Contestualmente il bene, di cui si intende esaminare la qualifica di sottoprodotto, può essere impiegato senza un ulteriore trattamento che sia diverso dalla normale pratica industriale (si ricordi ad esempio il Regolamento (UE) n. 142/2011 della Commissione, del 25 febbraio 2011, recante disposizioni di applicazione del regolamento (CE) n. 1069/2009 del Parlamento europeo e del Consiglio recante norme sanitarie relative ai sottoprodotti di origine animale e ai prodotti derivati non destinati al consumo umano, e della direttiva 97/78/CE del Consiglio per quanto riguarda taluni campioni e articoli non sottoposti a controlli veterinari alla frontiera).

Infine, deve ricorrere la condizione che l'utilizzo della sostanza o oggetto sia legale e dotata dei requisiti di sicurezza per quanto riguarda la tutela della salute umana e dell'ambiente.

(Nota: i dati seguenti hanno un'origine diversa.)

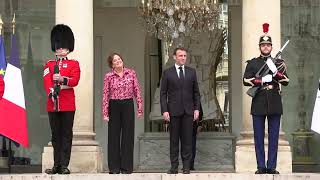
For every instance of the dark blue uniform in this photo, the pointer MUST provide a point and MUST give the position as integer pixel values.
(266, 103)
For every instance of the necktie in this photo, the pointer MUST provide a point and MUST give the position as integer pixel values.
(181, 76)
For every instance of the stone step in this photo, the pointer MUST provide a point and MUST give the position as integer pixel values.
(163, 176)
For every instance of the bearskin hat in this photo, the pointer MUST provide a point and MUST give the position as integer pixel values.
(62, 37)
(265, 38)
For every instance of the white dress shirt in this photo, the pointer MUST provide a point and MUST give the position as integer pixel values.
(178, 70)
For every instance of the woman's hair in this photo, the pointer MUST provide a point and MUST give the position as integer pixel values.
(110, 58)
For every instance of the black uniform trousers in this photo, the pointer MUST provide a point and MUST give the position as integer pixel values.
(181, 128)
(273, 137)
(194, 143)
(61, 124)
(121, 135)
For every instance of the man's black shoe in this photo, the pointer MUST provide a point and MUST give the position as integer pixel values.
(126, 172)
(114, 172)
(64, 170)
(272, 171)
(172, 171)
(53, 170)
(186, 171)
(260, 171)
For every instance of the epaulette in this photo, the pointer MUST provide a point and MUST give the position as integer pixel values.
(250, 60)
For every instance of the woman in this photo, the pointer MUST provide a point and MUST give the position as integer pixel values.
(120, 87)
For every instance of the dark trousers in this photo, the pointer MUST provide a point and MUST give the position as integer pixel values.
(194, 143)
(181, 130)
(273, 137)
(121, 135)
(61, 124)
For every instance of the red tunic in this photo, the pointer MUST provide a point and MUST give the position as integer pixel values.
(1, 87)
(70, 70)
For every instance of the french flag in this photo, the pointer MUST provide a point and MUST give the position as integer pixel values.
(13, 116)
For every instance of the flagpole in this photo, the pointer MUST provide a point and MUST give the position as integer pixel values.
(1, 23)
(10, 149)
(14, 23)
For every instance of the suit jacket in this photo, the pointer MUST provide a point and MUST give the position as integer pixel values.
(178, 97)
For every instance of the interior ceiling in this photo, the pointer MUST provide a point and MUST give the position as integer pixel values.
(115, 3)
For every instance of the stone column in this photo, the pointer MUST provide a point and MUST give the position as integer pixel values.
(254, 14)
(86, 156)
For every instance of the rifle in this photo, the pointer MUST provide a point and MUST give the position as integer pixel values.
(264, 70)
(56, 88)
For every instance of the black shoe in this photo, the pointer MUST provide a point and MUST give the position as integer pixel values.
(114, 172)
(126, 172)
(172, 171)
(53, 170)
(260, 171)
(64, 170)
(186, 171)
(272, 171)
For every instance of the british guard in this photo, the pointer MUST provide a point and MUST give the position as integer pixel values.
(267, 102)
(60, 77)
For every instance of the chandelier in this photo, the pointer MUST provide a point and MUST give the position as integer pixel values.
(170, 19)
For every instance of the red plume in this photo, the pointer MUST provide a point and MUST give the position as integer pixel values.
(265, 27)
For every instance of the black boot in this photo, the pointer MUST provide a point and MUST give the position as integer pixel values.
(53, 170)
(64, 170)
(272, 171)
(261, 171)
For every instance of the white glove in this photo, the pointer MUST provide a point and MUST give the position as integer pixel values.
(267, 78)
(271, 65)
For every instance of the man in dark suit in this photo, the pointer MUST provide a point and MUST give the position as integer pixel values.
(180, 105)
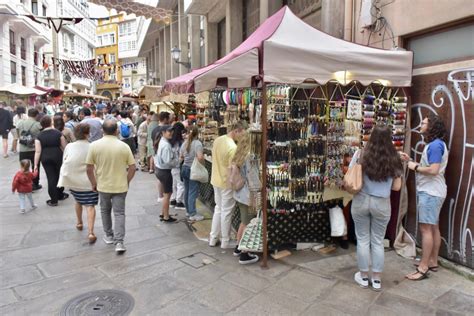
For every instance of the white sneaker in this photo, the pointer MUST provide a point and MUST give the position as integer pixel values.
(108, 240)
(376, 285)
(212, 242)
(119, 247)
(196, 218)
(363, 282)
(228, 244)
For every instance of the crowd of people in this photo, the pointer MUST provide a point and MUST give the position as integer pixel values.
(95, 151)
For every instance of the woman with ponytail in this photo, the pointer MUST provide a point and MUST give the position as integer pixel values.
(190, 150)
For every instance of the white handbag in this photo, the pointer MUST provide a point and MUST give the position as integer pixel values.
(199, 172)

E' necessario che l'incapacità di ledere i predetti beni sia presente e riscontrabile tanto al momento della produzione quanto in quello della utilizzazione.

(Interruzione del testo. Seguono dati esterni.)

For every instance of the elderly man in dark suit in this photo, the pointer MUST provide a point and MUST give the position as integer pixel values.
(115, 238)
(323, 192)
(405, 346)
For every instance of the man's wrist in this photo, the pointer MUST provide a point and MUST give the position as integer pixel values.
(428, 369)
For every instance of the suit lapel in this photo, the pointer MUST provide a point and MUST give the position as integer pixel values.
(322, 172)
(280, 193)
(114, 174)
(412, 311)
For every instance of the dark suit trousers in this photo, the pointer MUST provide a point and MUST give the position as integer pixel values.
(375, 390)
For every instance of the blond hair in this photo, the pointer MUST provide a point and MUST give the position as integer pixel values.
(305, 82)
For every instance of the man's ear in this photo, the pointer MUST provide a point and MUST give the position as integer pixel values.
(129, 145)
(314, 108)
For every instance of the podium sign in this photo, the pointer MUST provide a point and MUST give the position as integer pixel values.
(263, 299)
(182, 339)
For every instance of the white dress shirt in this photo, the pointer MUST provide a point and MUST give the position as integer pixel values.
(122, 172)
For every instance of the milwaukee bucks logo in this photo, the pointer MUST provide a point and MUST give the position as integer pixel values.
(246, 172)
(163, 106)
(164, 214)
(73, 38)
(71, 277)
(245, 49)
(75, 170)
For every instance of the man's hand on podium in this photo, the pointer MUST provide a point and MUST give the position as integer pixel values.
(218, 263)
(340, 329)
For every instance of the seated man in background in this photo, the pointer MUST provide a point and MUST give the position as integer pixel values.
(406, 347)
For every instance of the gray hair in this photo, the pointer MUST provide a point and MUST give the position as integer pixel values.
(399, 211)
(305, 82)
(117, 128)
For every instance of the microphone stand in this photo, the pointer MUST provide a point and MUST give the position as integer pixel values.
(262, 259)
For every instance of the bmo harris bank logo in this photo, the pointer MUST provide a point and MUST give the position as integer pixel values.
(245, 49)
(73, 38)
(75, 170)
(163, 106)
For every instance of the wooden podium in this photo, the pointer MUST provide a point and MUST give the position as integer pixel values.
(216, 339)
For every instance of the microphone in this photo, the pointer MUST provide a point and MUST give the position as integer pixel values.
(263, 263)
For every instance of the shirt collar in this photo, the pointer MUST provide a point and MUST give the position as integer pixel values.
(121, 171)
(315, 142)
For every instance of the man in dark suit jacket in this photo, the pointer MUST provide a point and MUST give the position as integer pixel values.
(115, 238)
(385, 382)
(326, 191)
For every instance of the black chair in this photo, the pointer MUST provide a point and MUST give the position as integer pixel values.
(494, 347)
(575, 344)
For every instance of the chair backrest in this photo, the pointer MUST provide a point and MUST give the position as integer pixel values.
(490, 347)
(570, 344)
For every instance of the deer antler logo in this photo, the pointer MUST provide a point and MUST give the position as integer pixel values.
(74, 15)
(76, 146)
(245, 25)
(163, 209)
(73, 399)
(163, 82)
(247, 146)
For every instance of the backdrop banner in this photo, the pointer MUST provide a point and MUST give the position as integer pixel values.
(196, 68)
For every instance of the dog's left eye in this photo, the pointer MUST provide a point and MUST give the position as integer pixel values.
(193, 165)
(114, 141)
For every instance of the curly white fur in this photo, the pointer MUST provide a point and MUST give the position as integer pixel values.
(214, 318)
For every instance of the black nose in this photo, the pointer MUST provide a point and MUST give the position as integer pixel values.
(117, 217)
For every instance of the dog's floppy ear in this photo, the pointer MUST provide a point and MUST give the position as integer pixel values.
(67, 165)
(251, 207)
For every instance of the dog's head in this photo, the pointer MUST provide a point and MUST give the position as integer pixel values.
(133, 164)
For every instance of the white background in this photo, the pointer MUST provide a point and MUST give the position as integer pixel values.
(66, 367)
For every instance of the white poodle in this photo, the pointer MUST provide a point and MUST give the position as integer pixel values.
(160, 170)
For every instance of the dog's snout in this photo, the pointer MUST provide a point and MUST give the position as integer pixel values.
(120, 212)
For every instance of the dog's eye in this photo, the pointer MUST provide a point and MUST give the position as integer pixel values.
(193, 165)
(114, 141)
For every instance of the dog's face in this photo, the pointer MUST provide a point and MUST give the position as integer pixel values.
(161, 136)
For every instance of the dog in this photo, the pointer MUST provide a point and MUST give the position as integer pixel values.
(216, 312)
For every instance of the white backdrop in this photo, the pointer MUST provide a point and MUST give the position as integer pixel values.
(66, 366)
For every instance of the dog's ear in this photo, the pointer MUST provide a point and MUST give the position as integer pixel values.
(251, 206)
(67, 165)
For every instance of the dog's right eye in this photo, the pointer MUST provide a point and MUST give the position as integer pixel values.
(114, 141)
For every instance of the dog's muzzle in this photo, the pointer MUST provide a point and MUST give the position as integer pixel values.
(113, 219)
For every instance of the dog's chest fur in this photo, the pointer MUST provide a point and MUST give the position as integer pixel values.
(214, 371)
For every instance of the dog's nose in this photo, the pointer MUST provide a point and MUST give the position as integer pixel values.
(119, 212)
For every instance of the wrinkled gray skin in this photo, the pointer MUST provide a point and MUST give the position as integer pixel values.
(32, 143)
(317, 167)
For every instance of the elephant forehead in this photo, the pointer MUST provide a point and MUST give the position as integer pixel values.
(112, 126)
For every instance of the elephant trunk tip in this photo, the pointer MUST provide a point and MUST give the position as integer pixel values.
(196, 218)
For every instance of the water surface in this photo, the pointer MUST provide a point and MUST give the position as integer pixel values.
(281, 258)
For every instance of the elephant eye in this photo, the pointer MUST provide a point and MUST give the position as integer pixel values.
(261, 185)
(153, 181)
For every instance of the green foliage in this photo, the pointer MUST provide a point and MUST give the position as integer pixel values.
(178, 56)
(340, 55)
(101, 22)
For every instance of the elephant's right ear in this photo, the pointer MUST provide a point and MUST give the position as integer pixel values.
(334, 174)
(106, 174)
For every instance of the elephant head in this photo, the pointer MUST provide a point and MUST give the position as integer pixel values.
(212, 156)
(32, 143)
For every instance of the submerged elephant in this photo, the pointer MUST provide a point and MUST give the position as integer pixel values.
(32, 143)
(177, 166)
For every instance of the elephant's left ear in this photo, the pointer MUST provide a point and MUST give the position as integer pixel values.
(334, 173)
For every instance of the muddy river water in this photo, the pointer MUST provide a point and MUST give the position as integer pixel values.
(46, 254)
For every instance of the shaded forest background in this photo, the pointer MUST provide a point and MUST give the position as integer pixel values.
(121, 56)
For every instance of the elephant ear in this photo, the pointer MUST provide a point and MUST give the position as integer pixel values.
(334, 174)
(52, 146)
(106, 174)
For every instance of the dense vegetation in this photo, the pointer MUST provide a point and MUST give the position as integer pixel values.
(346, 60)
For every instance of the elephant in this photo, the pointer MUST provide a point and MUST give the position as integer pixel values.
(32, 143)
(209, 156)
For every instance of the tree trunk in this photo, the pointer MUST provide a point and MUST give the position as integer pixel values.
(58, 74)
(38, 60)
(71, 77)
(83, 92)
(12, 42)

Si tratta di una previsione di carattere generico che verrà poi integrata da disposizioni più precise sia in termini quantitativi sia qualitativi.

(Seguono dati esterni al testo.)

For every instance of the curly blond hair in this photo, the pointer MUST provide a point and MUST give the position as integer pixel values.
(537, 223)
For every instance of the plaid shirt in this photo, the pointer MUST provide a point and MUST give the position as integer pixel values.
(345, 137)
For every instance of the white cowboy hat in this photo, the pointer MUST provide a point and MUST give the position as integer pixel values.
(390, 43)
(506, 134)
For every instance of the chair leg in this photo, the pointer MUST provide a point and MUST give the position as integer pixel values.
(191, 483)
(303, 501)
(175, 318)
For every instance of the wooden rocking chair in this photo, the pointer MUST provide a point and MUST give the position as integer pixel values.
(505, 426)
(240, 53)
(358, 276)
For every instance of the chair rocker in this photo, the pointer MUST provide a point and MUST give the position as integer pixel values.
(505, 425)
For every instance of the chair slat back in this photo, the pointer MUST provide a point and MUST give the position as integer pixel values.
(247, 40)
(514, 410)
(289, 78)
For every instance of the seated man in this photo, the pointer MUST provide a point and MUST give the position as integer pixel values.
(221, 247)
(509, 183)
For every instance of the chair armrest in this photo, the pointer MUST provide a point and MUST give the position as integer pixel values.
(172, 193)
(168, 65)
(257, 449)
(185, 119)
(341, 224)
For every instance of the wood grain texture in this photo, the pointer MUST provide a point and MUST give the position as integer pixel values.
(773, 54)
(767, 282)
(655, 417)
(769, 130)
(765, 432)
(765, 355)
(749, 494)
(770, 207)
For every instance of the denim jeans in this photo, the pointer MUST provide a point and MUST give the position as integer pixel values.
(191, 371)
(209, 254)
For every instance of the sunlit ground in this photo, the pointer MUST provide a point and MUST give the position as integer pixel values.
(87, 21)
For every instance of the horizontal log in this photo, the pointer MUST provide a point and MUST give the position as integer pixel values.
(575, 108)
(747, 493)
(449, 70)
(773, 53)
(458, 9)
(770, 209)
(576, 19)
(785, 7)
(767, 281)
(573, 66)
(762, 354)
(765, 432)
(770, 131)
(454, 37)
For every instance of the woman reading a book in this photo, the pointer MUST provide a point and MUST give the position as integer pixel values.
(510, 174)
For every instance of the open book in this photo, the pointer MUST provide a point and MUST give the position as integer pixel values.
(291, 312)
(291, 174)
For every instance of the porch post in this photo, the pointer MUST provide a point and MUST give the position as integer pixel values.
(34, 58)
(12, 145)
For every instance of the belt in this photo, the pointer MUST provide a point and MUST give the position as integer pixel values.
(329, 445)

Partendo dall'esame di queste condizioni, è facile comprendere come il confine tra sottoprodotto e rifiuto sia veramente labile: un residuo di produzione può rientrare nella seconda categoria se non ricorre contestualmente quanto esposto; ciò è, infatti, pacifico in giurisprudenza (si veda la sentenza della terza sezione della Corte di Cassazione n.47085 del 19.12.2008).

Infatti, proprio partendo dalla attività dei giudici ed in particolare da quelli comunitari il fatto che una sostanza o un oggetto siano suscettibili di riutilizzazione economica non esclude necessariamente la loro natura di rifiuti e parimenti anche se sono inseriti in un processo di produzione industriale non li esime dalla, eventuale e possibile, qualificazione di rifiuti.

Nonostante ancora la differenziazione tra rifiuti e sottoprodotti sia un settore ricco di problematiche di difficile soluzione, molto si deve al decreto legislativo 3 dicembre 2010, n. 205, recante "Disposizioni di attuazione della direttiva 2008/98/Ce del Parlamento europeo e del Consiglio del 19 novembre 2008 relativa ai rifiuti e che abroga alcune direttive".